COMPETITION • FRENCH LAW • MERGERS
The French supervisory authorities have on several occasions verified whether a merger operation resulted in the creation or strengthening of a collective dominant position. Certain market conditions undeniably favor oligopolistic interdependence: high concentration of supply, low purchasing power, similar and stable market share, low innovation, inelasticity and stagnation of demand, homogeneous products, low transparency, etc. Until now the authorities have always tried to corroborate these signs with evidence of structural ties or collusion between firms before making a finding of collective dominance. However, perhaps the case-law developments relative to abuse of dominant position are signalling changes in the field of concentrations.
The Competition Authority appears to accept that a collective dominant position can be inferred solely from the structure of the market where there are no ties between the undertakings where the cumulative criteria laid down by the European Union court in Airtours are fulfilled: (i) there must be sufficient market transparency for all members of the dominant oligopoly to be aware, sufficiently precisely and quickly, of the way in which the other members’ market conduct is evolving in order to monitor whether or not they are adopting the common policy; (ii) there must be an incentive for the members of the oligopoly not to depart from the common policy; (iii) the foreseeable reaction of current and future competitors, as well as of consumers, would not jeopardize the results expected from the common policy. In its guidelines, the Competition Authority takes up the Airtours criteria as its test for coordinated effects. It also refers to the Impala ruling in which the European Court of Justice held that “Such tacit coordination is more likely to emerge if competitors can easily arrive at a common perception as to how the coordination should work, and, in particular, of the parameters that lend themselves to being a focal point of the proposed coordination”. To find out whether a merger presents a risk of coordinated effects, it is appropriate to review, within a prospective analysis of the relevant market, their probability, by assessing, without adhering to the application of each of the three criteria taken in isolation, the overall economic mechanism of a possible coordination.
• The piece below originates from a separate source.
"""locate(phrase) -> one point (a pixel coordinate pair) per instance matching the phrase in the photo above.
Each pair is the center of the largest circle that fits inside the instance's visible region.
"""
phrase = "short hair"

The probability of coordination is even greater if the market is stable and not particularly complex. To analyze coordinated effects, the Authority therefore takes account of the number of operators on the market, the symmetrical nature of undertakings, product homogeneity, the stability of demand and the importance of innovation. Complexity and instability of the economic environment can however be disregarded where there exist structural links or joint tariff systems between undertakings, or where they have access to market data. For coordination to be effective, the undertakings must be able to monitor the way the market functions. Coordination can only take place where the market is sufficiently transparent. The Competition Authority assesses market transparency with regard to product homogeneity, the possibility of obtaining market data relative to the evolution of demand and of price, the existence of structural links likely to facilitate exchanges of information or whether there is a small customer base able to allow the transmission of information between competitors. The stability of coordination is ensured only if the undertakings are able to take reprisals against undertakings deviating from the common policy. The dissuasive power of any measures of retaliation depends on the size of the production capacity of the members of the oligopoly, the existence of multi-market contacts and the frequency of transactions. Finally coordination will only be profitable provided that it cannot be challenged by current or future competitors, or by customers. The stability of coordination can be disputed in the presence of a competitive fringe (maverick operators), the entry onto the market of potential competitors or the existence of a countervailing buyer power.